Credo di essere nata, vissuta e cresciuta, single. Ho avuto fidanzati, amori,
amanti, trombamici, amici ma, trascorsi i primi anni dell’adolescenza – quando ancora
credevo nel Mulino Bianco – sono arrivata alla conclusione che prima di tutto ci sono
io. Se non sto bene con me stessa, è banale, difficilmente posso stare bene con qualcun'altro.

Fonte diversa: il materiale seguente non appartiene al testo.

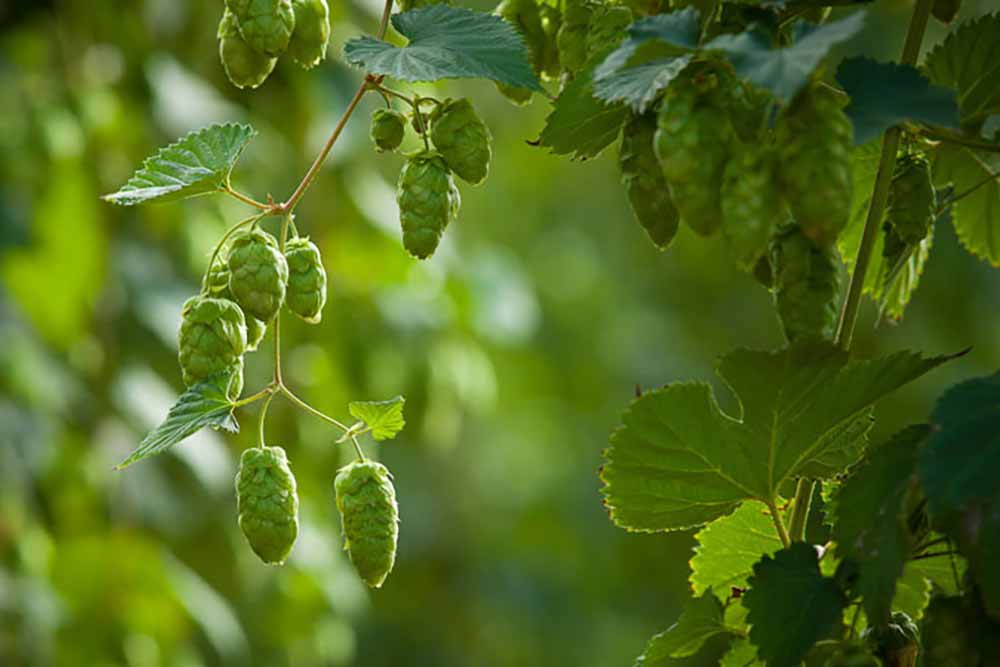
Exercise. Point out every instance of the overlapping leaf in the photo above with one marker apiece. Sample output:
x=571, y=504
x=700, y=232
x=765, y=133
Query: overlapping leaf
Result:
x=197, y=164
x=886, y=94
x=447, y=43
x=204, y=404
x=679, y=461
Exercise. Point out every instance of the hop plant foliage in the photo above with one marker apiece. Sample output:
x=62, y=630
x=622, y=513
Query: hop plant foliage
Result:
x=806, y=284
x=643, y=180
x=693, y=143
x=428, y=200
x=212, y=338
x=370, y=518
x=306, y=294
x=462, y=139
x=258, y=274
x=245, y=67
x=815, y=139
x=267, y=503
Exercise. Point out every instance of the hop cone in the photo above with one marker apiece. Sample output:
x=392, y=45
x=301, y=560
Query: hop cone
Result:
x=258, y=274
x=751, y=205
x=267, y=503
x=643, y=180
x=387, y=129
x=462, y=139
x=245, y=67
x=212, y=338
x=912, y=199
x=306, y=293
x=806, y=284
x=693, y=143
x=307, y=45
x=370, y=518
x=428, y=200
x=217, y=284
x=266, y=25
x=816, y=139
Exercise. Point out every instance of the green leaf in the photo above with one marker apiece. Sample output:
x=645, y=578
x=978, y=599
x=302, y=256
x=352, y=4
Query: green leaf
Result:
x=384, y=418
x=700, y=621
x=977, y=216
x=204, y=404
x=784, y=71
x=580, y=124
x=886, y=94
x=792, y=605
x=870, y=524
x=728, y=547
x=969, y=61
x=197, y=164
x=679, y=461
x=447, y=42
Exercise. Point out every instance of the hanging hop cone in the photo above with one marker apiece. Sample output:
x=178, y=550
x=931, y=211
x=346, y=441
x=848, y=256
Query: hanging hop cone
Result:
x=258, y=274
x=307, y=45
x=370, y=518
x=245, y=67
x=267, y=503
x=306, y=293
x=643, y=180
x=428, y=200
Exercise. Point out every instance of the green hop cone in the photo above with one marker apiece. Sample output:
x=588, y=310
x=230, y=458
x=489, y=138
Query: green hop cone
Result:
x=387, y=129
x=266, y=25
x=267, y=503
x=897, y=643
x=258, y=274
x=643, y=180
x=693, y=143
x=816, y=138
x=370, y=518
x=428, y=200
x=306, y=294
x=307, y=45
x=462, y=139
x=211, y=340
x=912, y=199
x=806, y=284
x=751, y=205
x=245, y=67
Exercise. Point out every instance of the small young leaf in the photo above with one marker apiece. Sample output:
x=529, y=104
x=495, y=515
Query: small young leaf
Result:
x=700, y=621
x=448, y=43
x=384, y=418
x=792, y=605
x=887, y=94
x=197, y=164
x=204, y=404
x=871, y=521
x=728, y=548
x=784, y=71
x=967, y=61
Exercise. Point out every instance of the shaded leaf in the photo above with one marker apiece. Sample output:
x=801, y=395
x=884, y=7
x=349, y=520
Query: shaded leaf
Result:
x=679, y=461
x=204, y=404
x=197, y=164
x=887, y=94
x=792, y=605
x=448, y=42
x=384, y=418
x=784, y=71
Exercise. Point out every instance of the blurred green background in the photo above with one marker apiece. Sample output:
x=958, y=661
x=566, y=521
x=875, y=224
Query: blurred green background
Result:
x=517, y=345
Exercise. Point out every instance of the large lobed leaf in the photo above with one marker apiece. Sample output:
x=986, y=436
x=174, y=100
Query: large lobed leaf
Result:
x=678, y=461
x=204, y=404
x=969, y=61
x=448, y=43
x=197, y=164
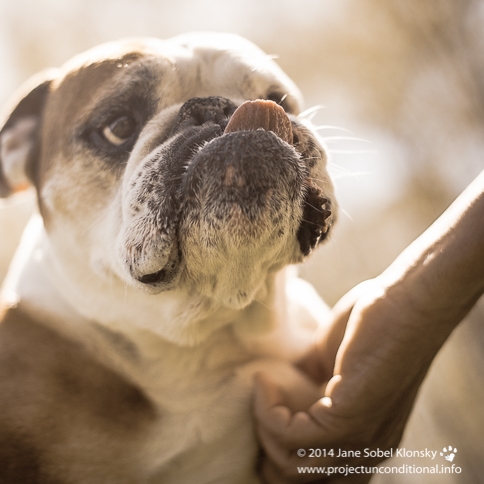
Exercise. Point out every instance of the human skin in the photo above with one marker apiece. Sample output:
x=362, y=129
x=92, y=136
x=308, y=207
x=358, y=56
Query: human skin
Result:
x=372, y=359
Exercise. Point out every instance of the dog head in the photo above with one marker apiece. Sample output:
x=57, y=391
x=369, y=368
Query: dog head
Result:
x=153, y=172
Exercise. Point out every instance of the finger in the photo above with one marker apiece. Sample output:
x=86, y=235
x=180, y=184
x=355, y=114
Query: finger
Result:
x=269, y=409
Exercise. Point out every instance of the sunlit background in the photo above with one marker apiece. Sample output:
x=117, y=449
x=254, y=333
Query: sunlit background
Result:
x=400, y=90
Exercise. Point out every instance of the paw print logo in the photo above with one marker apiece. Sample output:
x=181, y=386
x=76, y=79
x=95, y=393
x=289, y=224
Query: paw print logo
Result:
x=448, y=453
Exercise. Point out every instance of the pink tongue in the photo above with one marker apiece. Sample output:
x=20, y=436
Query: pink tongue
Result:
x=253, y=115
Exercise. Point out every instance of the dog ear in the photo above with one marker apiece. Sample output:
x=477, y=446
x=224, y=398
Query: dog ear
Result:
x=19, y=133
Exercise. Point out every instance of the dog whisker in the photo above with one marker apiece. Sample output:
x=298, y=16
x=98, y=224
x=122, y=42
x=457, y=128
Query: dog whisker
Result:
x=344, y=138
x=328, y=126
x=311, y=112
x=353, y=152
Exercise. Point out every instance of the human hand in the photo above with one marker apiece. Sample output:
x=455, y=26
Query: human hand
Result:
x=373, y=381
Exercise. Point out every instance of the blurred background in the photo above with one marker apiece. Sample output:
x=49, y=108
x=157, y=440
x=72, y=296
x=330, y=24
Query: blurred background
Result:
x=400, y=90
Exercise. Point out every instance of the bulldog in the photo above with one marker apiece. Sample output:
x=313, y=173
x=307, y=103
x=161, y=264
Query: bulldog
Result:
x=175, y=184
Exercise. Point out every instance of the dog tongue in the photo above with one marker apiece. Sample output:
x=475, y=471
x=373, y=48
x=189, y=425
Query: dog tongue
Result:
x=254, y=115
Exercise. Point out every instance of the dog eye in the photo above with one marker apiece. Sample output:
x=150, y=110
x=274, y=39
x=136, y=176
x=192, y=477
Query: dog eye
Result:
x=120, y=130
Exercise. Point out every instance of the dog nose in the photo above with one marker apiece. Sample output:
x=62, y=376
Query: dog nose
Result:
x=201, y=110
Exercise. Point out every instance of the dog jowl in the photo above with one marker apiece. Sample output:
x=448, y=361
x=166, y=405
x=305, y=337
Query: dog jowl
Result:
x=175, y=181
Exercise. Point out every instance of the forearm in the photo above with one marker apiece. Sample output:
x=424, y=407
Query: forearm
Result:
x=442, y=272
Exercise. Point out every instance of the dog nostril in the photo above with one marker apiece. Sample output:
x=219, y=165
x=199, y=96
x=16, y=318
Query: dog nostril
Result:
x=153, y=278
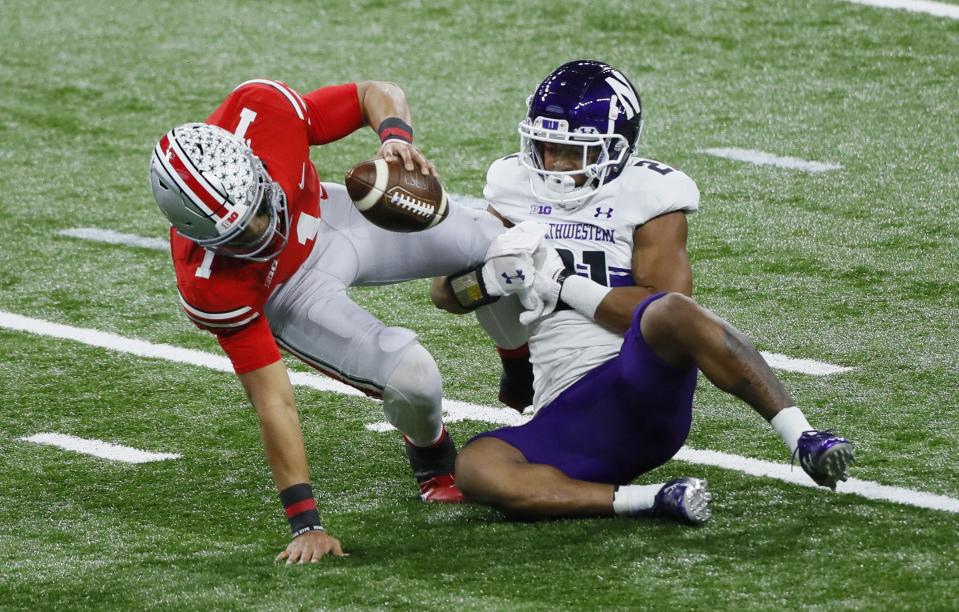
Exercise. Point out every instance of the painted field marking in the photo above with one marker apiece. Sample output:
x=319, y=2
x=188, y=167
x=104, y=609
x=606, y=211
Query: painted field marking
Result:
x=775, y=360
x=95, y=234
x=762, y=158
x=98, y=448
x=938, y=9
x=458, y=411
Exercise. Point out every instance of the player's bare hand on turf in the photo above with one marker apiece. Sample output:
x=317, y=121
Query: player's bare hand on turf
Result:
x=412, y=157
x=311, y=547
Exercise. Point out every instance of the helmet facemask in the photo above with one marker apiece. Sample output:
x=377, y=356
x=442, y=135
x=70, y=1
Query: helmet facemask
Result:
x=602, y=155
x=263, y=232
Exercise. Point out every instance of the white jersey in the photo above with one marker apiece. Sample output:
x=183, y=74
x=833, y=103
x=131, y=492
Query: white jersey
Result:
x=597, y=241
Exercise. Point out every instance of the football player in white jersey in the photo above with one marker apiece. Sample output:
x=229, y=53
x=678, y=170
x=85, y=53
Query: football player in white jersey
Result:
x=597, y=254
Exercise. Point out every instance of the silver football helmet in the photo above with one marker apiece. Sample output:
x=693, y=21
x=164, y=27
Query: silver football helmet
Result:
x=217, y=193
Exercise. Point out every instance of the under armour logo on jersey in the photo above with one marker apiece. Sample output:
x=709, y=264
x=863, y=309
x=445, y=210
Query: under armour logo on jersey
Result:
x=510, y=278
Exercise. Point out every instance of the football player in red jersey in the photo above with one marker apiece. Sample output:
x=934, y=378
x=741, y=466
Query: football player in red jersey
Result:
x=264, y=252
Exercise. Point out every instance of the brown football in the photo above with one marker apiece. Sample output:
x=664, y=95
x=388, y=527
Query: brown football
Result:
x=394, y=198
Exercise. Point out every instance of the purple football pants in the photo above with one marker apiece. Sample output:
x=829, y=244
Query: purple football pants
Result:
x=622, y=419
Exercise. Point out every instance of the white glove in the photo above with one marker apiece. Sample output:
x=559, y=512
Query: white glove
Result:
x=509, y=267
x=547, y=265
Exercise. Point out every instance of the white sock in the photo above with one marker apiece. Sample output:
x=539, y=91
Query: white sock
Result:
x=789, y=424
x=631, y=499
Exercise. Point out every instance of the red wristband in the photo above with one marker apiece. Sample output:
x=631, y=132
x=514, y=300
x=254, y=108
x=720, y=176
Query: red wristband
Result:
x=394, y=127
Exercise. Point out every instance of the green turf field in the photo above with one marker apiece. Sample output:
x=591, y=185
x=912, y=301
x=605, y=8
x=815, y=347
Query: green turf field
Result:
x=855, y=266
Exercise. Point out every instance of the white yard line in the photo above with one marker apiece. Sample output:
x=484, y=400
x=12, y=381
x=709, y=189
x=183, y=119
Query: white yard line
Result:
x=96, y=234
x=762, y=158
x=937, y=9
x=457, y=411
x=98, y=448
x=802, y=366
x=775, y=360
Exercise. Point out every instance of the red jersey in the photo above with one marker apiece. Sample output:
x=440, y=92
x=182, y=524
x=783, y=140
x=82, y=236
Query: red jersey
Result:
x=226, y=295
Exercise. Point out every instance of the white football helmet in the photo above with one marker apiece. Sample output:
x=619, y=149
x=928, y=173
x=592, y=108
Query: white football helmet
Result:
x=217, y=193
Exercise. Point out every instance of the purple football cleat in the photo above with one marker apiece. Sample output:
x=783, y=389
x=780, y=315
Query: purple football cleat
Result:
x=684, y=499
x=825, y=457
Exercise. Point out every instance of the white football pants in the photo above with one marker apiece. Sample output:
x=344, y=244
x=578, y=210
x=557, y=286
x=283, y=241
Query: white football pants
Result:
x=313, y=317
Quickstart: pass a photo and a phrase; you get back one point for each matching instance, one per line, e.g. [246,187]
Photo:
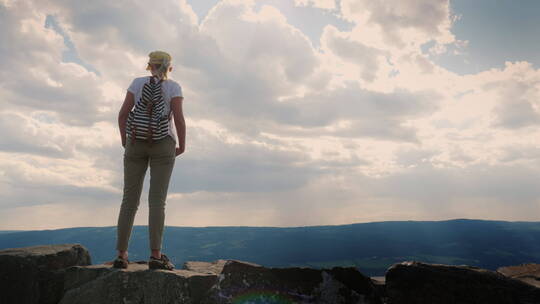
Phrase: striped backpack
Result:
[148,120]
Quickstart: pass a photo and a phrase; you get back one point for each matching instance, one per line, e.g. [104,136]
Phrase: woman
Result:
[149,139]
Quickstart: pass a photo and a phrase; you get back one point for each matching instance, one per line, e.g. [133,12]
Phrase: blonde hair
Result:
[161,58]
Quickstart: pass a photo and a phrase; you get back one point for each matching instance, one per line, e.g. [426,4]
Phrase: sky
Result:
[298,112]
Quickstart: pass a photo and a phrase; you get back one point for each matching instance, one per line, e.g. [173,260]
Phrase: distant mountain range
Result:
[371,247]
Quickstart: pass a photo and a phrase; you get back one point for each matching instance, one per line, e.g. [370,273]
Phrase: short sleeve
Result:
[176,90]
[133,86]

E’ stato un percorso spesso faticoso e accidentato, lo è ancora oggi
talvolta. L’equilibrio è difficile da raggiungere e soprattutto, se è reale, è
sospeso tra momenti di profondo disequilibrio, di domande, di riflessioni a
volte dolorose. Sono da sempre convinta che la felicità non può dipendere da
qualcuno, dalla sua presenza o assenza nella mia vita. Esistono delle persone
con cui condividere, fare un tratto di strada insieme, ma non ci si può
aggrappare l’uno all’altro, anche quando è dura ci va la forza di
ritornare a camminare con le proprie gambe il più presto possibile. Il
piacere che mi può dare avere qualcuno accanto non è nel sostegno in un momento
di difficoltà, bensì nello specchiarmi nei suoi occhi mantenendo la mia
identità.
Quando
facevo questi discorsi a vent’anni mi prendevano per pazza, mi dicevano che
dicevo così solo perché ero giovane, che l’orologio biologico mi avrebbe fatto
cambiare idea. Non è vero, la penso sempre nel medesimo modo. Anzi, con il
passare degli anni, alcune convinzioni sono sempre più lucide e radicate in
profondità. E se talvolta il prezzo della singletudine è un po' di solitudine, quando sto con qualcuno è una scelta di gioia, di profonda condivisione di felicità. La vita è troppo breve per non cercare di essere felici.